I’ve run a similar script before with no issues. However today I
received the following error after 30 minutes or so:

/usr/lib/ruby/site_ruby/1.8/ferret/index.rb:726:in `initialize’: IO
Error occured at <except.c>:93 in xraise (IOError)
Error occured in index.c:901 - sis_find_segments_file
Error reading the segment infos. Store listing was

     from /usr/lib/ruby/site_ruby/1.8/ferret/index.rb:726:in

ensure_reader_open' from /usr/lib/ruby/site_ruby/1.8/ferret/index.rb:434:indelete’
from /usr/lib/ruby/site_ruby/1.8/ferret/index.rb:8:in
synchrolock' from /usr/lib/ruby/1.8/monitor.rb:229:insynchronize’
from /usr/lib/ruby/site_ruby/1.8/ferret/index.rb:8:in
synchrolock' from /usr/lib/ruby/site_ruby/1.8/ferret/index.rb:428:indelete’

Despite the error the index appear to not be corrupted, so I ran the
script again for fun.
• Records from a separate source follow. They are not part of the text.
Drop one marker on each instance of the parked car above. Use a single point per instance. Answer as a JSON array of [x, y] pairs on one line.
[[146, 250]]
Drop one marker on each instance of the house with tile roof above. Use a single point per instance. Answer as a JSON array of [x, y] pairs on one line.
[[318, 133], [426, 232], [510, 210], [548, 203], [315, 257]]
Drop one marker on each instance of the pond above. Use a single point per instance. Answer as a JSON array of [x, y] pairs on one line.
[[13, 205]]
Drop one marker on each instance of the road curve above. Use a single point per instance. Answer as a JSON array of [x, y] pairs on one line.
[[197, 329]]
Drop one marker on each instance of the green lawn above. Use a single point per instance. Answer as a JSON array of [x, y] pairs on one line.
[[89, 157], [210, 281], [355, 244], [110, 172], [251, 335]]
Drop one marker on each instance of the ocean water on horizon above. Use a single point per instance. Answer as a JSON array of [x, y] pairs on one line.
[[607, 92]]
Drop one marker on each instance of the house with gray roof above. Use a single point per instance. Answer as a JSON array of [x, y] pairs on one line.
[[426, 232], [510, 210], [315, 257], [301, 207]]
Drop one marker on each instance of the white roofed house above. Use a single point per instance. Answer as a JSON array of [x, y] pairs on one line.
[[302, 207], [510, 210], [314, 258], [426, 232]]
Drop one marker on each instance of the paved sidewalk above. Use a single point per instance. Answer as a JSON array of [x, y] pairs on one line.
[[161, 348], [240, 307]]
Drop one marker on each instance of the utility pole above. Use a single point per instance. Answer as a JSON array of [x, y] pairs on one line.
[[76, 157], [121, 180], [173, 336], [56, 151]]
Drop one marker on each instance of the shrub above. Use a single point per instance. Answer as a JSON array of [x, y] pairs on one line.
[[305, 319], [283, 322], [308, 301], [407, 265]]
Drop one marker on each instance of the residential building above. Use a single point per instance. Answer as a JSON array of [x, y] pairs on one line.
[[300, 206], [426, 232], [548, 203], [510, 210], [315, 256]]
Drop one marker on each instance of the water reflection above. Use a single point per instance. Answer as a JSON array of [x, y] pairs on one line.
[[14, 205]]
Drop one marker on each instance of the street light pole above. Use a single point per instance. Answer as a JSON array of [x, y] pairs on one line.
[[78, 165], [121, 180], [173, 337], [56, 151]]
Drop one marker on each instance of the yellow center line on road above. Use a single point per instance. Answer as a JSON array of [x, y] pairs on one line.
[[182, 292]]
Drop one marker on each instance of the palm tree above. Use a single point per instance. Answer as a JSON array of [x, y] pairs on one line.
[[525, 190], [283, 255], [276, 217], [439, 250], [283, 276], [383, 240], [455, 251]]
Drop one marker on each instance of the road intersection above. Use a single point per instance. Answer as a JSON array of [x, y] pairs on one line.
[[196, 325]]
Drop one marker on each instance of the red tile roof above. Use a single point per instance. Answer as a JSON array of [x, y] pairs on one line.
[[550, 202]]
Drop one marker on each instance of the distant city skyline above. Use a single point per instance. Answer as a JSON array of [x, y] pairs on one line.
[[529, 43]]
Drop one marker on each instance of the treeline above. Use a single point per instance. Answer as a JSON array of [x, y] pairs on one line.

The following error occurred after
approximately 20 minutes:

/usr/lib/ruby/site_ruby/1.8/ferret/index.rb:723:in `close’: IO Error
occured at <except.c>:93 in xraise (IOError)
Error occured in fs_store.c:264 - fs_new_output
couldn’t create OutStream /mnt/apps/search/current/…/…/
shared/indexes/final/_a4kx.prx:

     from /usr/lib/ruby/site_ruby/1.8/ferret/index.rb:723:in

ensure_reader_open' from /usr/lib/ruby/site_ruby/1.8/ferret/index.rb:434:indelete’
from /usr/lib/ruby/site_ruby/1.8/ferret/index.rb:8:in
synchrolock' from /usr/lib/ruby/1.8/monitor.rb:229:insynchronize’
from /usr/lib/ruby/site_ruby/1.8/ferret/index.rb:8:in
synchrolock' from /usr/lib/ruby/site_ruby/1.8/ferret/index.rb:428:indelete’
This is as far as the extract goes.